Can maintaining package dependencies in RPM be magic?

One of the biggest complaints I hear about packaging software is packaging up all the dependencies, and then being responsible for keeping them current. Obviously, this is not the only complaint.. but i'm not talking about the others at the moment.

A long time ago i had the idea for a website where you could aggregate status updates for software projects you care about, thus allowing you to go get all your updates without having to subscribe to billions of lists. I had this idea back when still installing things manually, because the package ecosystem was nowhere near as complete as it is today (in debian or fedora). Sometime after that i registered myswuf.com (my software update feed) with the intention of one day writing such a tool.

That was a long time ago, and obviously this kind of thing is an issue. So some really clever people (okay, at the very least more motivated) in Fedora came up with Anitya, a tool for monitoring releases. They even provide a public and freely consumable installation.

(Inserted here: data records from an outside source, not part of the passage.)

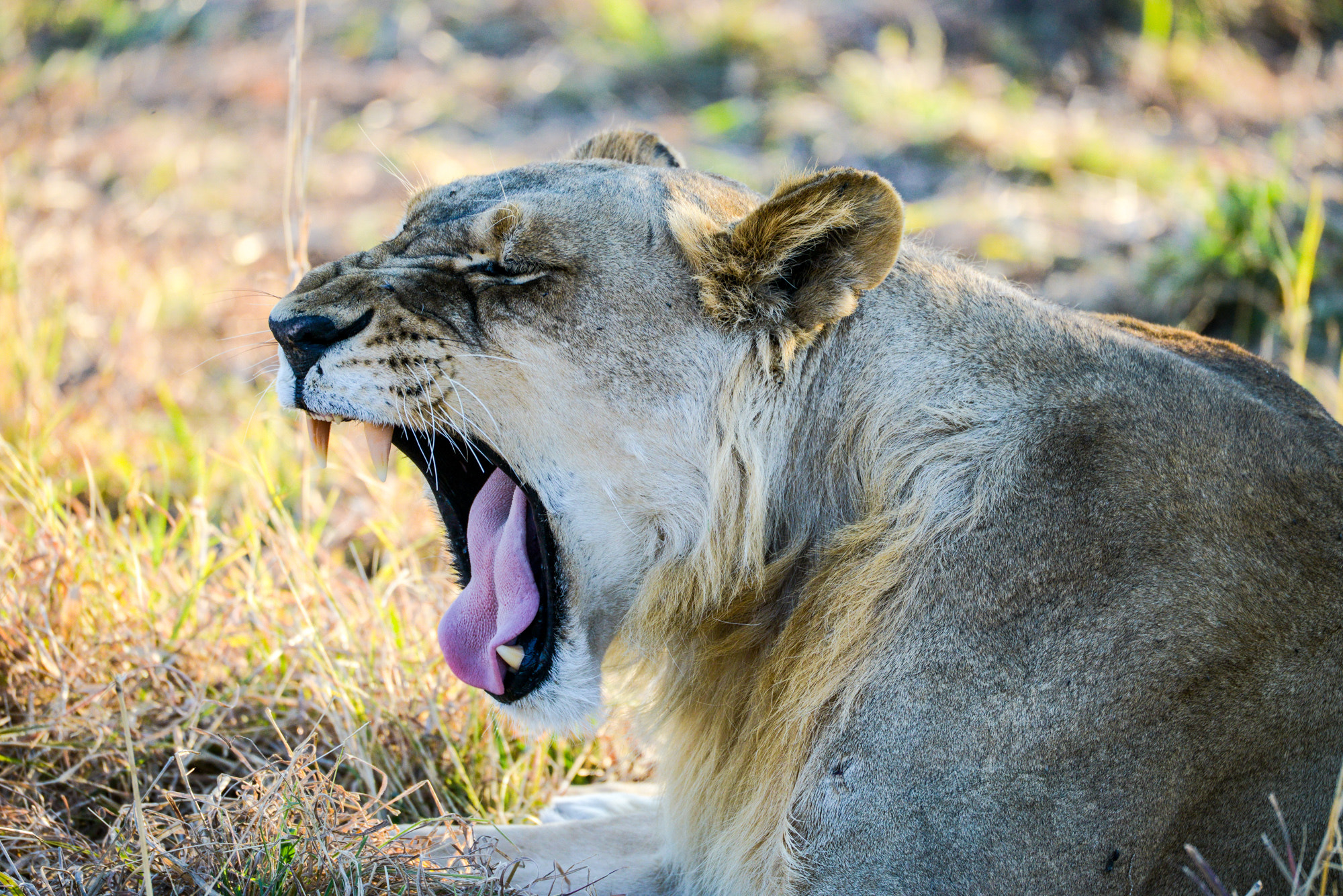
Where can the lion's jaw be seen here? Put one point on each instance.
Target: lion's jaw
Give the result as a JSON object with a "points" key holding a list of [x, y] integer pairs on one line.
{"points": [[532, 376], [621, 340]]}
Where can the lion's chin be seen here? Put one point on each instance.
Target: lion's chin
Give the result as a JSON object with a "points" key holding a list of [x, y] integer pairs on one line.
{"points": [[512, 654]]}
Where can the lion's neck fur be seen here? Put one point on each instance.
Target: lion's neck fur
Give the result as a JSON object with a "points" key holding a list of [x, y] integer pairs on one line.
{"points": [[821, 517]]}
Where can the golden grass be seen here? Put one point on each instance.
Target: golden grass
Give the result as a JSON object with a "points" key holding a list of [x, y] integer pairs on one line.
{"points": [[165, 536], [162, 529]]}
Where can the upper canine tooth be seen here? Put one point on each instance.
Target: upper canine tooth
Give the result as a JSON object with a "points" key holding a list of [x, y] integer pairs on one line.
{"points": [[511, 655], [379, 447], [320, 434]]}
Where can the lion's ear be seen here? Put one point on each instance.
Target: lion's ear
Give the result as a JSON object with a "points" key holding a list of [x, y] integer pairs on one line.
{"points": [[798, 262], [635, 146]]}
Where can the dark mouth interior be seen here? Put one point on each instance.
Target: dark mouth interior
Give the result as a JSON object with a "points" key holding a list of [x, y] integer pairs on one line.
{"points": [[456, 471]]}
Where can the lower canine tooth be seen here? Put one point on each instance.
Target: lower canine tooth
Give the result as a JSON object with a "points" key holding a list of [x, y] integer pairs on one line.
{"points": [[511, 655], [320, 434], [379, 447]]}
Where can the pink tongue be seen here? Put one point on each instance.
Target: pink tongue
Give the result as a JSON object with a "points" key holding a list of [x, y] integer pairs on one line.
{"points": [[502, 599]]}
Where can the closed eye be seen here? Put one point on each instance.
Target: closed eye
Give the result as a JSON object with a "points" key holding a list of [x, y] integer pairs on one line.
{"points": [[499, 274]]}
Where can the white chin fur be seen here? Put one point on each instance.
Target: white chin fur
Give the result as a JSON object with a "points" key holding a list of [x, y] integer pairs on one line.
{"points": [[570, 702]]}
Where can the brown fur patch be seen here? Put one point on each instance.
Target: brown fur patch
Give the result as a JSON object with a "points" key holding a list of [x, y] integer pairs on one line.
{"points": [[633, 146], [800, 260]]}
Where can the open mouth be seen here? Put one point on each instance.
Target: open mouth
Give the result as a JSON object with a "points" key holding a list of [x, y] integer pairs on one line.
{"points": [[500, 634]]}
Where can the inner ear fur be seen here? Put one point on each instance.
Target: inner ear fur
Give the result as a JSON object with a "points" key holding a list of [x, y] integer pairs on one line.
{"points": [[801, 259], [635, 146]]}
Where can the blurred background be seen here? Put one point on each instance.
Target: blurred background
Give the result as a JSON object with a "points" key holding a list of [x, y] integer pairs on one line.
{"points": [[162, 522]]}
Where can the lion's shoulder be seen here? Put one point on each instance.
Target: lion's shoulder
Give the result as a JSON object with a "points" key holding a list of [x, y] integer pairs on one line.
{"points": [[1239, 368]]}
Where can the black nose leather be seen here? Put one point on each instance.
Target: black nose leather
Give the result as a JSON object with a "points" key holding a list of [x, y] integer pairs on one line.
{"points": [[307, 337]]}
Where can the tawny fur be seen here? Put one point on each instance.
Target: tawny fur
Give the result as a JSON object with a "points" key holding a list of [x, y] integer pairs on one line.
{"points": [[776, 494]]}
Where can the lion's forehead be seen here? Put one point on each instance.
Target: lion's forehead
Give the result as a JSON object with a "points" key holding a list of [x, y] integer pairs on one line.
{"points": [[593, 193]]}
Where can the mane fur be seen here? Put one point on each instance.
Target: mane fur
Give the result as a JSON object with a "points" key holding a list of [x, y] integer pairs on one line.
{"points": [[754, 639]]}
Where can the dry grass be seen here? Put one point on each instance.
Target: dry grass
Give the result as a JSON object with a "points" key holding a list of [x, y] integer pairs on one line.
{"points": [[272, 627], [183, 596]]}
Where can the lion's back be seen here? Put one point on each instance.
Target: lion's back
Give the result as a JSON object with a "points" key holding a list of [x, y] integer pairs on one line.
{"points": [[1138, 640]]}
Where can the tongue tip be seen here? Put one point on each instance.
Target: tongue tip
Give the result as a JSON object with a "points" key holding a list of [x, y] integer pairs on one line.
{"points": [[487, 677], [503, 599]]}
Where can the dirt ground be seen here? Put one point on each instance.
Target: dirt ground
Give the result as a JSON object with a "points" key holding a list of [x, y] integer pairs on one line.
{"points": [[162, 525]]}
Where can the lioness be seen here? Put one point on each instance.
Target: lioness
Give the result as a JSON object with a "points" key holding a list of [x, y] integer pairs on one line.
{"points": [[931, 588]]}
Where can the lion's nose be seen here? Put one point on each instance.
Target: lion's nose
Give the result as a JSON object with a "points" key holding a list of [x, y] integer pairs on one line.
{"points": [[307, 337]]}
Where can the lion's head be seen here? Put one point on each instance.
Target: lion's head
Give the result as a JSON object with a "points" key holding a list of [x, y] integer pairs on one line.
{"points": [[554, 346]]}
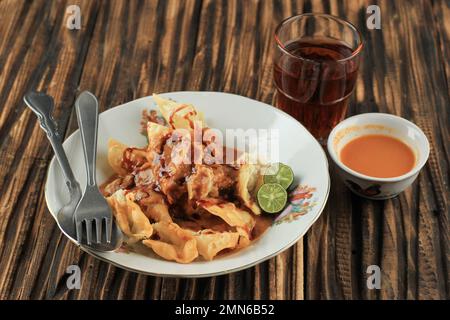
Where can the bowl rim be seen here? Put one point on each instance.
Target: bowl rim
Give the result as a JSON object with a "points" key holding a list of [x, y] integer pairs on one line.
{"points": [[413, 172]]}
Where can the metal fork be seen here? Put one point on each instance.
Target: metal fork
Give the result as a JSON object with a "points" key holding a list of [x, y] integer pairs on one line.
{"points": [[92, 208]]}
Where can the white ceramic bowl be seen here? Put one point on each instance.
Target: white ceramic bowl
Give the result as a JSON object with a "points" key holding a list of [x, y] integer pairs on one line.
{"points": [[222, 111], [378, 123]]}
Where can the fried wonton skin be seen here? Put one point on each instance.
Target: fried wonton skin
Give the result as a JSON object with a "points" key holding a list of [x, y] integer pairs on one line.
{"points": [[201, 183], [115, 156], [129, 216], [157, 135], [210, 243], [178, 115], [153, 204], [247, 184], [174, 243], [228, 212]]}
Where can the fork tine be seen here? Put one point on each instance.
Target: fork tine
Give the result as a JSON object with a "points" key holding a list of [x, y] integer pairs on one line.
{"points": [[88, 231], [98, 229], [108, 229], [79, 227]]}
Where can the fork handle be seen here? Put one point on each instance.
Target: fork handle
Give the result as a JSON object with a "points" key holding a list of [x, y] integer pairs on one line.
{"points": [[42, 105], [86, 107]]}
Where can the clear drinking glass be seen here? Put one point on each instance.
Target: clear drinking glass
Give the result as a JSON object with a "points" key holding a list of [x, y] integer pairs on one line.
{"points": [[315, 68]]}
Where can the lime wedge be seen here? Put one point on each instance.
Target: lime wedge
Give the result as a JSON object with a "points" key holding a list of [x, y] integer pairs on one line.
{"points": [[272, 197], [284, 176]]}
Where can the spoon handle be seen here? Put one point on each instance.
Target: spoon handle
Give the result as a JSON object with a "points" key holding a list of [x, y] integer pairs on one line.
{"points": [[86, 107], [42, 105]]}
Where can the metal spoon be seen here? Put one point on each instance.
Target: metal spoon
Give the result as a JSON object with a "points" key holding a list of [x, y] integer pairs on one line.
{"points": [[42, 105]]}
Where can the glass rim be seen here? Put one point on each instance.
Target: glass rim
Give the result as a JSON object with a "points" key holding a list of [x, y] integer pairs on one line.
{"points": [[281, 46]]}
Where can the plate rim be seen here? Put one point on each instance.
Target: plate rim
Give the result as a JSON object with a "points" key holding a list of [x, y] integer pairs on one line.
{"points": [[193, 275]]}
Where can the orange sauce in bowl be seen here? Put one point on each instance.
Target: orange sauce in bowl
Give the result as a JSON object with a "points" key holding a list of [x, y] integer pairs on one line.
{"points": [[379, 156]]}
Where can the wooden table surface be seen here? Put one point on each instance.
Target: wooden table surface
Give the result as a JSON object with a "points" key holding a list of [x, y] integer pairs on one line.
{"points": [[130, 49]]}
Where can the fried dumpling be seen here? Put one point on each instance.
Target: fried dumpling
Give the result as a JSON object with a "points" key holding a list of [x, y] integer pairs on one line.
{"points": [[178, 115], [115, 156], [153, 204], [210, 243], [174, 243], [201, 183], [233, 216], [248, 180], [129, 216], [156, 134]]}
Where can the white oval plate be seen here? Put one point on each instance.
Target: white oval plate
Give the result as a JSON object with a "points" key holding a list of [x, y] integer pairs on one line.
{"points": [[298, 149]]}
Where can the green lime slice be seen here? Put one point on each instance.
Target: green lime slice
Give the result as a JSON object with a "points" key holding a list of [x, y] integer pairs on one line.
{"points": [[284, 176], [272, 197]]}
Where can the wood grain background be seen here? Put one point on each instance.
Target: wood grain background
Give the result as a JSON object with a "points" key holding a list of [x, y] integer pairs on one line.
{"points": [[129, 49]]}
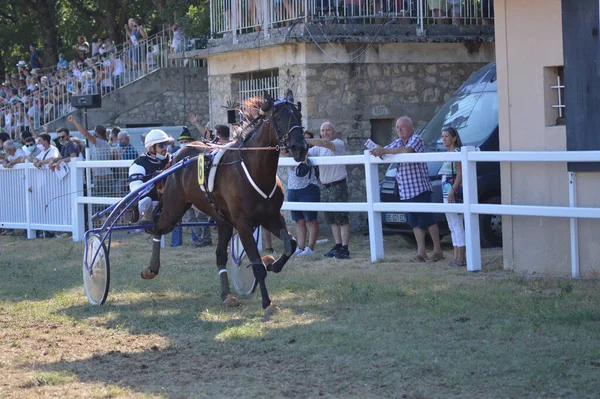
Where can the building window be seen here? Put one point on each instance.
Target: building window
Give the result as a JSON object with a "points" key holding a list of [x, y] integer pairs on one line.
{"points": [[254, 84], [554, 81]]}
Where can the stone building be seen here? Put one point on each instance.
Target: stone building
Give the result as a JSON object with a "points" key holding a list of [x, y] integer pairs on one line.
{"points": [[359, 77]]}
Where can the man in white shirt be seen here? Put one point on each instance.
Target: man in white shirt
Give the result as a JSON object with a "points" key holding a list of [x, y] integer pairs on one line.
{"points": [[333, 178], [14, 155]]}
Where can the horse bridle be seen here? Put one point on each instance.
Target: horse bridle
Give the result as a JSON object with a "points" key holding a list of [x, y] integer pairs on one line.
{"points": [[282, 138]]}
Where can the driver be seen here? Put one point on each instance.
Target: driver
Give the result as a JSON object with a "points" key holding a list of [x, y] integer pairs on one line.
{"points": [[146, 166]]}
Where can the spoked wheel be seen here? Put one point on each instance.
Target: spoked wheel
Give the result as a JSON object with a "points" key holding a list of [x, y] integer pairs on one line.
{"points": [[96, 275], [242, 276]]}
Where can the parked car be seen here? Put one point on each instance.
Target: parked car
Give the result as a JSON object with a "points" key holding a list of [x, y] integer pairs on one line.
{"points": [[473, 111]]}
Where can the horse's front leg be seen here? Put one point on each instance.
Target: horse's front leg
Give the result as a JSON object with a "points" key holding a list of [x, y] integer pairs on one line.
{"points": [[258, 268], [151, 271], [278, 228], [224, 231]]}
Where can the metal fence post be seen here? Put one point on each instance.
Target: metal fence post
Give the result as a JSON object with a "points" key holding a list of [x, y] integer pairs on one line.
{"points": [[472, 240], [30, 232], [375, 225], [77, 213], [574, 226]]}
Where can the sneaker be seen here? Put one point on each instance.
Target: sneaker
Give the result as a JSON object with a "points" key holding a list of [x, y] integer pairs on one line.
{"points": [[307, 252], [342, 254], [332, 252]]}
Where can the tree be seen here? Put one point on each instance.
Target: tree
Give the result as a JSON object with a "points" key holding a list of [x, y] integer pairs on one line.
{"points": [[45, 13]]}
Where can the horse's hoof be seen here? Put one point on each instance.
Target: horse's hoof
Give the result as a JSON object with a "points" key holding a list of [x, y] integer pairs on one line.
{"points": [[271, 310], [147, 274], [231, 301], [268, 260]]}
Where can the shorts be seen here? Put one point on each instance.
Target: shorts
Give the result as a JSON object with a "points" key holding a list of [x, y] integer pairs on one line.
{"points": [[336, 193], [311, 193], [418, 219]]}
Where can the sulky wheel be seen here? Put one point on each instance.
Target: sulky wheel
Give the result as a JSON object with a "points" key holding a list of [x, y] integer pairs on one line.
{"points": [[96, 271], [242, 276]]}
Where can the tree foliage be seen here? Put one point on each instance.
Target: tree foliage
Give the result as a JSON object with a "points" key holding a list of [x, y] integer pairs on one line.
{"points": [[55, 24]]}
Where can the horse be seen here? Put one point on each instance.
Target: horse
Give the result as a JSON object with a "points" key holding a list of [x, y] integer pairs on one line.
{"points": [[247, 192]]}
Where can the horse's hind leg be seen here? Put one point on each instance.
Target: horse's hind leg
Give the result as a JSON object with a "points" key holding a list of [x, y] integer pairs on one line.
{"points": [[225, 231], [258, 268], [278, 228]]}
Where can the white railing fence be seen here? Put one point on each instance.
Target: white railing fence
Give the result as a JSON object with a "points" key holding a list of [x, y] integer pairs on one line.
{"points": [[53, 212], [235, 16]]}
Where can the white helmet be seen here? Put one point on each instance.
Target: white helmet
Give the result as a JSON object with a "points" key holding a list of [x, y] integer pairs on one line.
{"points": [[155, 136]]}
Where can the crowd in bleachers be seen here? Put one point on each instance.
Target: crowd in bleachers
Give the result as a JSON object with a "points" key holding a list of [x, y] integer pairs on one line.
{"points": [[33, 96]]}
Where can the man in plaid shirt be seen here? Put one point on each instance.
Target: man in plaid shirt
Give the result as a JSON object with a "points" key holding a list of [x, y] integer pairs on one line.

Anitya publishes events to fedmsg (fedora infratructure message bus), which can be listened to as an unauthenticated feed.

Stanislav Ochotnick√Ĺ created a small proof of concept project called fedwatch which listens to fedmsg and will pass data from it to scripts in its run directory. My idea was to take release information and pass it to jobs in jenkins that are setup to bump the relevant information in a spec file with rpmdev-bumpspec (>=1.8.5) and build the new version. In theory this would cover lots of releases with minimal overhead, allowing the outlying changes to require hands on. I've put some completely unfinished code here.